Fluoroscopy is a form of medical imaging that produces real-time moving X-ray images that visualize a patient's bone anatomy. In minimally invasive spine surgery, in which the surgical opening is small, fluoroscopy provides the surgeon with a clear view of where and how to affix surgical screws, plates, and other spinal instrumentation.
When fluoroscopy is used, spine surgeons must turn their heads repeatedly to view both the surgical field and the fluoroscopy monitor, which normally stands several feet away from the operating table. This constant movement can be distracting for the surgeon. The authors, Keitaro Matsukawa, MD, PhD, and Yoshiyuki Yato, MD, PhD, suggest that it also may cause longer operative times and technical difficulties, and lead to potential errors. The authors hypothesized that wearing a device that displays fluoroscopic images within the surgeon's visual field during insertion and attachment of spinal instrumentation could improve the safety of minimally invasive spine surgery.
To test their hypothesis, the authors performed a pilot prospective randomized study in 20 patients who underwent posterior lumbar interbody fusion at the L5-S1 spinal level.
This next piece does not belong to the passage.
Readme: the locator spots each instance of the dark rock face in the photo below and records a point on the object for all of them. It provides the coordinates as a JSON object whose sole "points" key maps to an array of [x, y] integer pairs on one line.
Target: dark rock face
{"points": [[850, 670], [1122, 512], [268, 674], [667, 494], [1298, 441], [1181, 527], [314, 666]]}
To the authors' knowledge, this is the first study on the feasibility of using a wearable display device for fluoroscopically guided, minimally invasive, spinal instrumentation surgery. All surgeries were performed by the same surgeon and, in each case, the percutaneous pedicle screw technique was used.
In 10 cases the surgeon wore glasses with an attached device (picoLinker device, Westunitis) that wirelessly displayed real-time fluoroscopic images within the surgeon's visual field. In the other 10 cases the surgeon wore no display device, but instead frequently consulted the fluoroscopy monitor that was positioned elsewhere in the OR.
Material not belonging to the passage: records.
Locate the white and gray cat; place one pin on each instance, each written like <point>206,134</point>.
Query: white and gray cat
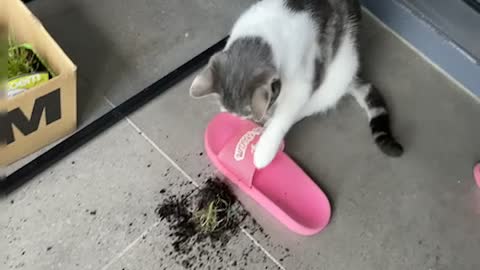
<point>289,59</point>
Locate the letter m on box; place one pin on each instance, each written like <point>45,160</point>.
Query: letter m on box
<point>49,103</point>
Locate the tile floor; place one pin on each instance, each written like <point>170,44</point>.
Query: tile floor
<point>95,208</point>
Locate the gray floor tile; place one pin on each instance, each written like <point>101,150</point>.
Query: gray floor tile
<point>420,211</point>
<point>122,47</point>
<point>156,253</point>
<point>86,209</point>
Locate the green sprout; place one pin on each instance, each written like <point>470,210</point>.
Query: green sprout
<point>213,217</point>
<point>21,60</point>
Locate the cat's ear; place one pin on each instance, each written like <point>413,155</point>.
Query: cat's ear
<point>262,97</point>
<point>260,100</point>
<point>203,84</point>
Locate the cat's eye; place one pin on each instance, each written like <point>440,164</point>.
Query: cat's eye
<point>276,85</point>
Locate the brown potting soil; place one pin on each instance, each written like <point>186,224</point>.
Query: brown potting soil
<point>181,213</point>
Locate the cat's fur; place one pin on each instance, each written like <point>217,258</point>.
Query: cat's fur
<point>288,59</point>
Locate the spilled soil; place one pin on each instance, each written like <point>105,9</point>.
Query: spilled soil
<point>208,218</point>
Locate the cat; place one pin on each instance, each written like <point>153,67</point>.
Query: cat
<point>288,59</point>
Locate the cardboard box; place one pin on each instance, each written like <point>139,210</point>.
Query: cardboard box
<point>43,114</point>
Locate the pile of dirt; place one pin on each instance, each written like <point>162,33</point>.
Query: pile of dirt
<point>209,215</point>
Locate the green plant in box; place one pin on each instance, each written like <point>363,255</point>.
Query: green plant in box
<point>21,61</point>
<point>25,69</point>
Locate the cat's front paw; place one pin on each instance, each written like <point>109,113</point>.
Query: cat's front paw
<point>265,152</point>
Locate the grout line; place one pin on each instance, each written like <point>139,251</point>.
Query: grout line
<point>133,243</point>
<point>255,241</point>
<point>156,147</point>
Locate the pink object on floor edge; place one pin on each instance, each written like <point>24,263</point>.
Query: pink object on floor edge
<point>476,174</point>
<point>282,188</point>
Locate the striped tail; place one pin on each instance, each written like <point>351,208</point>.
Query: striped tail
<point>374,104</point>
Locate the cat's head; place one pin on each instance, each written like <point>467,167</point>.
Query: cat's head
<point>245,82</point>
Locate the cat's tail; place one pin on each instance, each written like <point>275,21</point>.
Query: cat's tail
<point>374,104</point>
To examine whether the wearable display device improved aspects of spine surgery, the authors examined, in each group of patients, the number of times the surgeon's head turned to consult the fluoroscopic video display, the duration of the operation, and the length of time the patient and surgeon were exposed to radiation emitted by the fluoroscope.
The surgeon turned toward the fluoroscopy monitor significantly fewer times while wearing the eyeglass-attached fluoroscopic display device (means ± standard deviations: 0.1 ± 0.31 vs. 82.4 ± 32.5 times; p < 0.001). The duration of surgery was shorter (100.2 ± 10.4 vs. 105.5 ± 14.6 minutes) as was the length of radiation exposure (38.6 ± 6.6 vs. 41.8 ± 16.1 seconds) when the surgeon wore the display device. There was only one intraoperative complication during the study: a screw perforation that occurred when the surgeon was not wearing the display device.
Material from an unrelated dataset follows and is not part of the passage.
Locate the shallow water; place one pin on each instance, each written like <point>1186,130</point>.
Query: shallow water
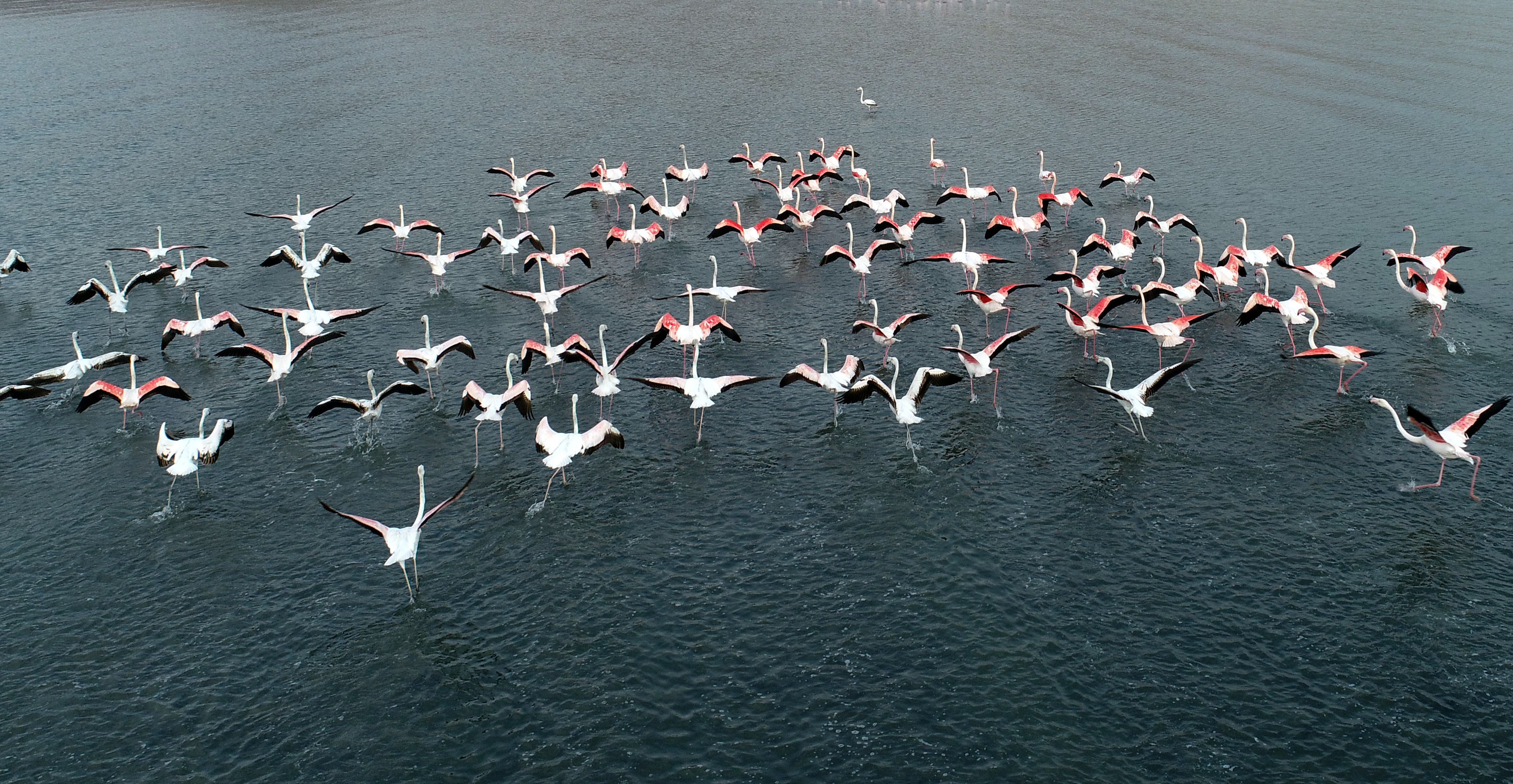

After reviewing the results, the authors conclude that an eyeglass-attached fluoroscopic display device "may be a valid option to enhance the surgeon's ability to concentrate on operative tasks by improving ergonomic efficiency during surgery."
When asked about the findings of this study, the authors responded, "We believe the major advantages are 'concentration' and 'information centralization.' The smart glasses display system used as an alternative screen in front of surgeons' eyes allows them to see both the surgical field and information displayed on monitors simultaneously without moving the eyes and head. In addition to fluoroscopic images, a variety of other images, such as those obtained before surgery and those from vital sign monitors, neurophysiological monitors, computer navigation monitors, and endoscopic monitors, can be displayed on the wearable screen. The eyeglass-attached display device can be a great tool to help surgery progress smoothly and safely."
The research was published in the Journal of Neurosurgery: Spine.